Once upon a time, long long ago, there lived a maiden who felt her  kitchen needed remodelling.  Far from a fairytale ? Read on, it  ends like one too!

This wasn’t a decision taken on whim. It was  something I had been deliberating for quite some time. I needed a new kitchen. The old one just didn’t work. My husband wasn’t convinced  and the fact that I hardly ever cook made a very strong argument .I absolutely detest routine cooking. Making  roti after roti, all of the same shape and size goes against the fabric of my being . But every now and then, I like to play chef and cook something exotic and on such occasions I feel  that the kitchen should look it’s part.

It took some work but I finally got my husband on board. And after some  research  we settled for a  firm  suitably named ‘Dream kitchens’. They assured us that theirs  was a fifteen day job and they could start as soon as the masonry work was done. It sounded simple. A months job by rough estimates . The first step was the demolition of the  existing kitchen and pantry . This was done in two days by a couple of able bodied men, who appeared to be Shiv- bhakts.   I had a good feeling even though there were two gaping holes in my living room , one the gateway to my long cherished kitchen and the other the exit from the old one. We were making good progress  . I naively believed that all that stood between me and my new modular kitchen   was a bit of masonry work, some retiling and  some new counter tops.  I had always known that the construction sector in India  was a disorganised one but I was to learn its true meaning. My nightmare had begun!

It was only when we were in the thick of things that I realized that there are masons and then there are masons.  There was the lowly kacha plaster mason who could only do work which would be finally hidden ,  There was the stone and tile setter who couldn’t be caught dead doing kacha plaster and then there was the senior mason who finished walls with a flourish. None of them were interchangeable. But before that we needed an electrician to lay  new lines,  a plumber to give additional tap connections, a new gas pipe had to be installed. Co-ordinating the various branches of engineering was a uphill task.The electrician and plumber became the people I  most frequently called and my phone automatically labeled them as my favourites.
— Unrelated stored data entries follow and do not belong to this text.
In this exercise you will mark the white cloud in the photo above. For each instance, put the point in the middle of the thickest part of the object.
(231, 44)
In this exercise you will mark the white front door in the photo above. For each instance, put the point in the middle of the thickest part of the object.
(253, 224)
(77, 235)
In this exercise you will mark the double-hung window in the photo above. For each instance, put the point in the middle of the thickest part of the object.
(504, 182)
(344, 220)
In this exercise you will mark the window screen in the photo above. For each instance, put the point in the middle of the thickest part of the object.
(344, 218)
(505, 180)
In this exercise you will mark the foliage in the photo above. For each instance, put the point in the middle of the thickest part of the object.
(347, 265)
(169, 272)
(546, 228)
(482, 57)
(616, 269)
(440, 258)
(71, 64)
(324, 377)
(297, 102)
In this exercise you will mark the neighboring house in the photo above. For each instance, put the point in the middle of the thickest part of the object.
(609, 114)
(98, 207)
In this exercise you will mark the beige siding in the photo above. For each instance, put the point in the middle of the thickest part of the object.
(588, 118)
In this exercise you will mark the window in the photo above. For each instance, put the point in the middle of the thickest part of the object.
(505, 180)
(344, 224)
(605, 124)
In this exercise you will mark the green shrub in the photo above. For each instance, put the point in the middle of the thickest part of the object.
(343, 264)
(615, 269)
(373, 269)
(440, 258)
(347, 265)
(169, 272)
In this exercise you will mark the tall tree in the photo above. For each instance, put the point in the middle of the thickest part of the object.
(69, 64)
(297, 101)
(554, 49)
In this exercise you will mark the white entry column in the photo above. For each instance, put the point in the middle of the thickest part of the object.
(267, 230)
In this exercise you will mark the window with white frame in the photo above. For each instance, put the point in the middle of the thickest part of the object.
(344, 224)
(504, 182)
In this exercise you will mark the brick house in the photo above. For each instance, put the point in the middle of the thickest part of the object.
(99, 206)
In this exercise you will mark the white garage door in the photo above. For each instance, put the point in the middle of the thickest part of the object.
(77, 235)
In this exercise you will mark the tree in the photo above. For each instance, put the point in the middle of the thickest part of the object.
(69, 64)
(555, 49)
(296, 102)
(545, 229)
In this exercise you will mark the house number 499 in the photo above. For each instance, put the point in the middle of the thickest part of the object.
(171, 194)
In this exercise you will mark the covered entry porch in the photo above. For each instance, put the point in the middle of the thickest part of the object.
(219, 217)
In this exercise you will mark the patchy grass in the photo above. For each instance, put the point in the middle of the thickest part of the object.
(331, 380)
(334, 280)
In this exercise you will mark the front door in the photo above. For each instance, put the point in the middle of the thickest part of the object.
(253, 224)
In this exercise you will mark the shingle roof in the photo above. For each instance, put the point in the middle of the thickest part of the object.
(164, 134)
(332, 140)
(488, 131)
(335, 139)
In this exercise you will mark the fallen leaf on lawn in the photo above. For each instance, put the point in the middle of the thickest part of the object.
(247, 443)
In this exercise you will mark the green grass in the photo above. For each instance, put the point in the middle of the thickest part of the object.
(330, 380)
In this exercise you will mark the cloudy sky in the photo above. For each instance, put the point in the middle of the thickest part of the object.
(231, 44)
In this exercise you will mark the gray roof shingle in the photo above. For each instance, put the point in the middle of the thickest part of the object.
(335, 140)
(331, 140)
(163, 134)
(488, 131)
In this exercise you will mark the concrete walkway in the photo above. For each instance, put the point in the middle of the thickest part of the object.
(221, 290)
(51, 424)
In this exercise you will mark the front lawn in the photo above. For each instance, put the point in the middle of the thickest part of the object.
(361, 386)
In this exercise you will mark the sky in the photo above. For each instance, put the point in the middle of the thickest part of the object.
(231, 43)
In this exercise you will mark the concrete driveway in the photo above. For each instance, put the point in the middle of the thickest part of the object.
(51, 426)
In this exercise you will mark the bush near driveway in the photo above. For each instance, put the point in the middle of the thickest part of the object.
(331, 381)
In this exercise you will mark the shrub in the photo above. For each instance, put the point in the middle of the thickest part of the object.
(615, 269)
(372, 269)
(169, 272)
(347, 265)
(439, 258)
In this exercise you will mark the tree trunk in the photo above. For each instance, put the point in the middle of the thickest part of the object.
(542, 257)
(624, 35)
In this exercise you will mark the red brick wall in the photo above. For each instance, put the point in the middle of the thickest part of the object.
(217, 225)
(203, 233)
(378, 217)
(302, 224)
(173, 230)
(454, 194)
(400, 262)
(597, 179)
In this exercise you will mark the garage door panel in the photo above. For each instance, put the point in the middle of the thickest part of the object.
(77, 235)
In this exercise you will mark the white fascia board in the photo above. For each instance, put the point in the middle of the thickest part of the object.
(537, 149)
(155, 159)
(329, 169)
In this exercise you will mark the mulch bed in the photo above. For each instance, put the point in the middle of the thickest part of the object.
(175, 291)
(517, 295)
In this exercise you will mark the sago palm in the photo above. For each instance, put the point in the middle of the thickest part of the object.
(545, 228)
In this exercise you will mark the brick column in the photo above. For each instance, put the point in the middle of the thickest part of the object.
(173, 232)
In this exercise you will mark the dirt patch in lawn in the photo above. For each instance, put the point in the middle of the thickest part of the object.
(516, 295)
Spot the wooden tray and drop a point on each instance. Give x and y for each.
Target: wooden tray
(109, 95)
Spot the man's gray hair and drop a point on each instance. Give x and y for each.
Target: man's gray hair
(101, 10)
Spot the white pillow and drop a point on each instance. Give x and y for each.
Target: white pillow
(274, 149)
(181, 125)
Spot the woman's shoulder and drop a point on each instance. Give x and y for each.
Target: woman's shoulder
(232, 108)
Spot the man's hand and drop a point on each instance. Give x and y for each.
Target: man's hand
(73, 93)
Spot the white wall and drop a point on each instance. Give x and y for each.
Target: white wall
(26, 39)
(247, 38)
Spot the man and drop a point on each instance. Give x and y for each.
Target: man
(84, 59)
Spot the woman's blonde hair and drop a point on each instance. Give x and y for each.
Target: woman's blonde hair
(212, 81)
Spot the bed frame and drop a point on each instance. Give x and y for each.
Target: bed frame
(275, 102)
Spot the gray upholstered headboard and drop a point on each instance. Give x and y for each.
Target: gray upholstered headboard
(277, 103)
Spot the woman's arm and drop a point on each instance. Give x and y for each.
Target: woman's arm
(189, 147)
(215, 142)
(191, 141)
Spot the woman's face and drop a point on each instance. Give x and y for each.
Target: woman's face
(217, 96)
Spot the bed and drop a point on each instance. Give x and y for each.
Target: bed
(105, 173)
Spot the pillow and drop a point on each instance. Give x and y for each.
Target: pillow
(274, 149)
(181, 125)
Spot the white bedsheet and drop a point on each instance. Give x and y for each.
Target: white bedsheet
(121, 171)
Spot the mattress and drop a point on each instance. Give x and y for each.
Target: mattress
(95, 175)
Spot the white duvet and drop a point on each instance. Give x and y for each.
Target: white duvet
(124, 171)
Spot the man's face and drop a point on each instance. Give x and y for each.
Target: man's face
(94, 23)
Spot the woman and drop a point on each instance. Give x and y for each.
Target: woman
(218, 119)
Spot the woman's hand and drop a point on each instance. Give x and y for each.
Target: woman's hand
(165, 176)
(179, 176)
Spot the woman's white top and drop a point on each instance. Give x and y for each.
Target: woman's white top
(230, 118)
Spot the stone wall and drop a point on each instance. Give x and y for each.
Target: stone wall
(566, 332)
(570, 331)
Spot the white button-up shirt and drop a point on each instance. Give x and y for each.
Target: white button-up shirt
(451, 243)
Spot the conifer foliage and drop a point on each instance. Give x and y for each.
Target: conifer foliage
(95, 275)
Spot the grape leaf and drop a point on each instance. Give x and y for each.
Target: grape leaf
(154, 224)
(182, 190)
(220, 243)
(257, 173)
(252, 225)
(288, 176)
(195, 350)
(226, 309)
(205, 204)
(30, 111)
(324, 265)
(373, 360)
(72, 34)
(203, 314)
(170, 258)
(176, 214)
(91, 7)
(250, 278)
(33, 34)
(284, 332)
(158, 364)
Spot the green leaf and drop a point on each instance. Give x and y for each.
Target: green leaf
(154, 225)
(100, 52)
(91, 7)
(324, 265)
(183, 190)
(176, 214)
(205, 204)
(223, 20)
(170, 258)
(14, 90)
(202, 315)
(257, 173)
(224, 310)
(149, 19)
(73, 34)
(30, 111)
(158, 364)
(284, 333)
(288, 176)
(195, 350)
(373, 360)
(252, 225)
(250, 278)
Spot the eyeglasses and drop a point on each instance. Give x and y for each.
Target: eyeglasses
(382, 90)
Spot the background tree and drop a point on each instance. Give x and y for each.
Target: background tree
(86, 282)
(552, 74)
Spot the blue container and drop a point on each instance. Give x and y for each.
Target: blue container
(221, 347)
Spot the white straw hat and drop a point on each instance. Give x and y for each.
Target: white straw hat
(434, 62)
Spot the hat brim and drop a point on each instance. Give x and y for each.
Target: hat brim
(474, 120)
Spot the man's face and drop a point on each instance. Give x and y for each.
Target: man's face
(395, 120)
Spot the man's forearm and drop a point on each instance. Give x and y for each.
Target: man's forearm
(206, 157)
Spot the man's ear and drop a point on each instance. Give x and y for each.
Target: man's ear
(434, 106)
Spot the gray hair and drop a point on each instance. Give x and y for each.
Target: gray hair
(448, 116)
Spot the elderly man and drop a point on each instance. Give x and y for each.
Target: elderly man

Not that smart,  is it ?? …..dumb phone…dumb phone!

I learnt that there are the contract killers, who are quick but  not meticulous and then there are the bleeders , who labour with love and will do a decent  job,  but you may not live long enough to see it done . I noticed  that the most common excuse of not showing up for work by daily wagers was a death in the family.  Someone suggested I maintain a death register , not let anyone die twice. At one point I was deliberating whether  I should get a Amar Jawan Jyoti type of  memorial  constructed in my garden, ‘For all those who lost their life for the cause.. 

I had turned my under-utilised gym into a temporary kitchen and had stocked up on frozen and easy to cook food. Slowly, like a slum which crops up near a construction site we got used to this make shift arrangement and  started cooking elaborate meals. We even made a year’s supply of tomato purée ! We were truly prepared  for the long haul.

Meanwhile, with the insight I had gained, I developed an alternate theory on how  the Taj Mahal was built.  An excited Shah Jahan brings the plan of the monument of love to a very pregnant and irritable Mumtaz.  One look at it , “twenty thousand workers over twenty years ! ” and she says, “over my dead body”. The rest is , well, history !!

To cut a very long story short it took more than three months to shift back into the new  but still incomplete kitchen. I no longer cared that the  chimney duct should be  hidden inside a wooden raft replete with L.E.D lights and that the floor should have a final round of polish! Over the next couple of months those final touches were added and I pledged never to indulge in such recklessness again…………  And we live happily ever after!